Hoje pele manhã, Dilma terá uma conversa com o vice-presidente Michel Temer, para tentar uma recomposição, no momento em que perdeu seu maior aliado no PMDB, o presidente do Senado, Renan Calheiros (PMDB-AL). A relação entre Dilma e Temer está muito ruim. O vice se considera menosprezado, apesar da experiência que tem na relação com o Legislativo, calcanhar de Aquiles de Dilma e de seus principais auxiliares, os ministros Aloizio Mercadante (Casa Civil), Pepe Vargas (Relações Institucionais) e Miguel Rossetto (Secretaria-Geral).

Temer se autoimpôs um distanciamento do Planalto na semana passada. Depois de novamente alertar Dilma para o tamanho da crise e da necessidade de urgente recomposição de forças, viajou para São Paulo na quinta-feira e retorna somente hoje a Brasília. A aliados, disse que decidiu se recolher à condição de vice, já que Dilma não lhe dá ouvidos.

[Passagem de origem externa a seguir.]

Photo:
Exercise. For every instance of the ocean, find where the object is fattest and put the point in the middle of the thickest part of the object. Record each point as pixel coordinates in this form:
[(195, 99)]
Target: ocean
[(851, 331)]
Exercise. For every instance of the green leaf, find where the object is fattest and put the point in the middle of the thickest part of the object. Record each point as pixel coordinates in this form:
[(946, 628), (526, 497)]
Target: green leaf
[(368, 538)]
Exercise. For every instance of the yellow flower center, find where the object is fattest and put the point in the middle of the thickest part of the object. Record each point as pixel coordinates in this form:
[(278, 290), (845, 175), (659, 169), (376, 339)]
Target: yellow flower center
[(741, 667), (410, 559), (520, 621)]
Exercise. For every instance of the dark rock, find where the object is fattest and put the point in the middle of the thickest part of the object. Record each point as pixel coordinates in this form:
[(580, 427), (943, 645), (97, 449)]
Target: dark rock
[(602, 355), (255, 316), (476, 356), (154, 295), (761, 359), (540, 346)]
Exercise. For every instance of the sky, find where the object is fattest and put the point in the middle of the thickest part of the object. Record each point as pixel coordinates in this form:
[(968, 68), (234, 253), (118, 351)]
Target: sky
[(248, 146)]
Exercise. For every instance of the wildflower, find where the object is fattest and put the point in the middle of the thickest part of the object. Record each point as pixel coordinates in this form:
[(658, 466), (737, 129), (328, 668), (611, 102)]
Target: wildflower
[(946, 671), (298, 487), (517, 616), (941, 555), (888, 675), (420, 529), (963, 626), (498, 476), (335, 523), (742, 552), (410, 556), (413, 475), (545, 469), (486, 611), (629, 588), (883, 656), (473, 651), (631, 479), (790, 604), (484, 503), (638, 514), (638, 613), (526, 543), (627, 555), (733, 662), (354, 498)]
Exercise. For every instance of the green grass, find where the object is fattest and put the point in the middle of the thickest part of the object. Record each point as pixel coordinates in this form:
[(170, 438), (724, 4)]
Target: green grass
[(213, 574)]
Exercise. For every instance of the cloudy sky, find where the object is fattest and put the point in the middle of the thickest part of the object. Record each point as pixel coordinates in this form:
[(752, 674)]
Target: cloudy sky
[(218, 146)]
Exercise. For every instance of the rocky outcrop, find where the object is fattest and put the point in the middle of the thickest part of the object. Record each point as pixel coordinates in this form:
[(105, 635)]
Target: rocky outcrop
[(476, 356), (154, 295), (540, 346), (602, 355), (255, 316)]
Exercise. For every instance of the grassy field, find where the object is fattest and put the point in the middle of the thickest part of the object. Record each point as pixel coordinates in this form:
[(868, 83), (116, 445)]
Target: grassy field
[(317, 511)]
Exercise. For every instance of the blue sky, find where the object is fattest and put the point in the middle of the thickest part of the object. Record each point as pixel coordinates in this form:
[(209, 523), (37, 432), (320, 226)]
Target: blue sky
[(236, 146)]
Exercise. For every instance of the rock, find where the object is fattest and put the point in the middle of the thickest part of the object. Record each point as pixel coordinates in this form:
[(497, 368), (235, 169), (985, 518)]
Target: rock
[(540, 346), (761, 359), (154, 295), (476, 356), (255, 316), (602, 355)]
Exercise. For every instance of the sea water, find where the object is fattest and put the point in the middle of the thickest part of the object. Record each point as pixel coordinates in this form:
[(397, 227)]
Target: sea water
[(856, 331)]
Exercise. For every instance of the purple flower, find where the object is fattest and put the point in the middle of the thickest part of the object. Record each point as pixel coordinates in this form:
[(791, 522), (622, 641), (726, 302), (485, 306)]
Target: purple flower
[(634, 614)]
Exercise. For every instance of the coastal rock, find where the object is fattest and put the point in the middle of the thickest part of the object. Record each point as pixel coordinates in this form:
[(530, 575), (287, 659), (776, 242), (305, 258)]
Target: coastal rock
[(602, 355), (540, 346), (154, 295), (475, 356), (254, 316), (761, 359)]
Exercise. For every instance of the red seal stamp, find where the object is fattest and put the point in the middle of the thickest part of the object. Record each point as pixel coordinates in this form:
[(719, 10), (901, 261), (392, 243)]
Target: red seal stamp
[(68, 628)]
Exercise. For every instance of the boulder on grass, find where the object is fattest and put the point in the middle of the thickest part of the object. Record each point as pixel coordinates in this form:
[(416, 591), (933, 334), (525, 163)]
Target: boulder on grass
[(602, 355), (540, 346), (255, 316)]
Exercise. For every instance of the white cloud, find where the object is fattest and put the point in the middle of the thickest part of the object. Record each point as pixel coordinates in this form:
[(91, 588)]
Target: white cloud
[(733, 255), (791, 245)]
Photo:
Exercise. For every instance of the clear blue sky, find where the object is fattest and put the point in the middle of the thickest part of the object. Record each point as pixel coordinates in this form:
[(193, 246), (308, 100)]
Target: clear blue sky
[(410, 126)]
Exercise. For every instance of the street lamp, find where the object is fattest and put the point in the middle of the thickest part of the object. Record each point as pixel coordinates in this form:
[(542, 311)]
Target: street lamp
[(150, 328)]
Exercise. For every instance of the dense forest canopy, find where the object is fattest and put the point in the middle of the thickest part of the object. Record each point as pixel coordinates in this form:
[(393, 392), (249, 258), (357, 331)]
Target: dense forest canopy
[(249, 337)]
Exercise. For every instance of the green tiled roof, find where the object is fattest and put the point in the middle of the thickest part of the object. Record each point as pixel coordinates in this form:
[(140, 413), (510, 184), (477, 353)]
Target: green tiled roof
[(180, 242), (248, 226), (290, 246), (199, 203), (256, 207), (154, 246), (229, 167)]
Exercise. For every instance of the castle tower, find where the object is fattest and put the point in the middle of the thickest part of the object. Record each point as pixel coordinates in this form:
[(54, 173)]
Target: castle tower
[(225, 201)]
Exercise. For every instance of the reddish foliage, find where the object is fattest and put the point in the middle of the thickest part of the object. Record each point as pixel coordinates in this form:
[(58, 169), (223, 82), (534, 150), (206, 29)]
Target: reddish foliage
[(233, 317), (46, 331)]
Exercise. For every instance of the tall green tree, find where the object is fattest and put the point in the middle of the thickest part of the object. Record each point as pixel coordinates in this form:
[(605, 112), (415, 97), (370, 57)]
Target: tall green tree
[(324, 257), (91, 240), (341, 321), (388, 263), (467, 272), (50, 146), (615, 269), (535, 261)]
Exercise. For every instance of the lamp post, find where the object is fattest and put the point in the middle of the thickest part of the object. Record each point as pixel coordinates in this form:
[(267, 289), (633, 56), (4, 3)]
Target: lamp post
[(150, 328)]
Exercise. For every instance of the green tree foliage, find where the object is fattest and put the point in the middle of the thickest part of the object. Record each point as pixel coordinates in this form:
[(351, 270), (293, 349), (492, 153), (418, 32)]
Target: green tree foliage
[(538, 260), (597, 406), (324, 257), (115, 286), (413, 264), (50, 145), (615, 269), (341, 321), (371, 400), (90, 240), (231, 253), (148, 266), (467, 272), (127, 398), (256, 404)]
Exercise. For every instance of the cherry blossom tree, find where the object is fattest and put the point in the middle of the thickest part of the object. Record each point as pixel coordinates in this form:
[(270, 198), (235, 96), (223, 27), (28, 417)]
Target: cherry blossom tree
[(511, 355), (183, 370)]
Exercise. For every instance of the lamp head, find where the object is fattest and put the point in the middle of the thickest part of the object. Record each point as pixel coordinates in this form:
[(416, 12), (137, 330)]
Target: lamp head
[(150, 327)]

Sobre a promessa de que passaria a participar das reuniões da coordenação política do governo, o vice disse a peemedebistas no fim de semana que está claro que não é bem-vindo. Em um jantar para a cúpula do PMDB no Palácio da Alvorada, dia 2, Dilma se comprometeu em integrar o vice às discussões políticas. No entanto, fez ao menos quatro reuniões com ministros e parlamentares sem chamá-lo, piorando ainda mais a já desgastada relação.

- O governo perdeu a capacidade de diálogo com os presidentes da Câmara, Eduardo Cunha, e do Senado, Renan Calheiros. Caiu a ficha. É preciso tentar trazer Michel Temer para atuar como o grande interlocutor do governo - disse um ministro.

Presidente se reunirá com líderes do Senado

Segundo fontes do governo, a partir da divulgação da lista de Rodrigo Janot, houve uma mudança de comportamento dos integrantes da articulação política, no sentido de que necessitam de ajuda para se relacionarem com o Congresso. No fim da tarde, a presidente reunirá os líderes da base aliada no Senado, entre eles Humberto Costa (PT-PE), Fernando Collor de Mello (PTB-AL) e Benedito de Lira (PP-AL), investigados na Operação Lava-Jato, insistirão em reunião hoje com a presidente Dilma que ela precisa ceder e propor uma correção maior do que 4,5% da tabela do Imposto de Renda. A tendência é que o Congresso derrube, na próxima quarta-feira, o veto presidencial à correção em 6,5%. Os senadores vão sugerir que Dilma proponha uma correção de 5% ou 5,5% para evitar a derrota.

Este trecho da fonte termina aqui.